La seconde partie de l’ouvrage de M. Dumont est consacrée à la classification des phénomènes du plaisir et de la douleur et à l’analyse des émotions. D’accord avec Paley, Mantegazza[1], et plusieurs autres psychologues, nous pensons que ces phénomènes considérés en eux-mêmes ne donnent pas une prise suffisante à une classification de quelque valeur. En effet, abstraction faite des causes ou des objets qui les excitent, et à part la grande et naturelle distinction du plaisir et de la douleur, il ne reste plus rien pour les classer que les degrés divers de leur intensité et de leur durée, dont telle est l’instabilité qu’il paraît impossible d y fonder des divisions. Cependant, sans sortir de leur nature intrinsèque, par la seule considération des différentes manières dont se produit l’augmentation ou la diminution d’énergie d’où résultent le plaisir et la douleur, M. Dumont a cru pouvoir trouver les bases d’une classification vraiment philosophique.

Ainsi il établit une distinction entre les peines et les plaisirs négatifs et les peines et les plaisirs positifs. La douleur est positive, suivant lui, quand il y a augmentation de dépense de force ; elle est négative quand nous n’en recevons pas assez. De même le plaisir est positif quand il a pour cause une augmentation d’excitation, et il est négatif quand il résulte d’une diminution de dépense. Ici encore cette différence est-elle bien en réalité aussi nette et profonde que le pense M. Dumont ? Trop dépenser, ou ne pas assez recevoir, sont choses qui se touchent par plus d’un point. Suivant nous, tous les plaisirs, sans exception, sont positifs, parce que tous ils résultent d’un déploiement d’activité normale ; toutes les peines, au contraire, sont négatives, parce que toutes ont pour cause un empêchement, un arrêt, ou bien l’abattement qui suit immédiatement une dépense de force excessive.

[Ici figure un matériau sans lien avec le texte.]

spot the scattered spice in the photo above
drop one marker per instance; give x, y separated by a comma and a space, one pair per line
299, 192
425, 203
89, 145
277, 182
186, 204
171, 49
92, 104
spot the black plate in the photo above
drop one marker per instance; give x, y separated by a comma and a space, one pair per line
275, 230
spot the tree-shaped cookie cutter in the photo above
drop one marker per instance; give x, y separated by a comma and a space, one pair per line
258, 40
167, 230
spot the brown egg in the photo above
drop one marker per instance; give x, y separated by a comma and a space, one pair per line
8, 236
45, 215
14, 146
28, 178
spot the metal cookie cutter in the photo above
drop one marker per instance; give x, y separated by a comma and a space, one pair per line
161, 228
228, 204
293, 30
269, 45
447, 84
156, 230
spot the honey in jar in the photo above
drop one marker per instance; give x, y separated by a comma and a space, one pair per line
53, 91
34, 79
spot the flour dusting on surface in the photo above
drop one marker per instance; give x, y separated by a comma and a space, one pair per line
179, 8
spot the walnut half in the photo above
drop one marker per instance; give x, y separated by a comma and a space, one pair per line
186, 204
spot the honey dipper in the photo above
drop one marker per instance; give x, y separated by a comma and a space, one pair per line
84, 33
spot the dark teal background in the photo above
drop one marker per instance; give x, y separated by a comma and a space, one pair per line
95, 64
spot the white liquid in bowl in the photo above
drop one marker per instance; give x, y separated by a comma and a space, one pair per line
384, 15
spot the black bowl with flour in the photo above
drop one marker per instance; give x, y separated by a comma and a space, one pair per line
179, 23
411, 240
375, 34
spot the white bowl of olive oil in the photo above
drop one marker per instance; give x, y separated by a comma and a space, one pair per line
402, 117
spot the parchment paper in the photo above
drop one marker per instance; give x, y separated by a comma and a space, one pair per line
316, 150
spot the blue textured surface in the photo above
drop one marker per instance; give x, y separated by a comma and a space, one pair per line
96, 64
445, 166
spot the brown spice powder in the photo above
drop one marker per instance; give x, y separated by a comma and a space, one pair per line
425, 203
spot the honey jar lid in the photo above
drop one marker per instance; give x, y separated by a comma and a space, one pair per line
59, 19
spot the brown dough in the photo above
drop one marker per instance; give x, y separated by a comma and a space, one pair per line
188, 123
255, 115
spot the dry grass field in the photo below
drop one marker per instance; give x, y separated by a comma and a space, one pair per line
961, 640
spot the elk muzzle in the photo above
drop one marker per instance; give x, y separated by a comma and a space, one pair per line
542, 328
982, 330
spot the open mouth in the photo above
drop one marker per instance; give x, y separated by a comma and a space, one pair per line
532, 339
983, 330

Il faut donc, à notre avis, s’en tenir à la classification des plaisirs et des douleurs par les causes qui les produisent, et maintenir cette hiérarchie naturelle qui dépend du plus ou moins de dignité de ces causes, depuis les fonctions inférieures de la vie organique, jusqu’aux modes les plus élevés de l’intelligence, depuis

  1. Fisiologia del placere, in-12, Settima stampa, Milano, introduzione.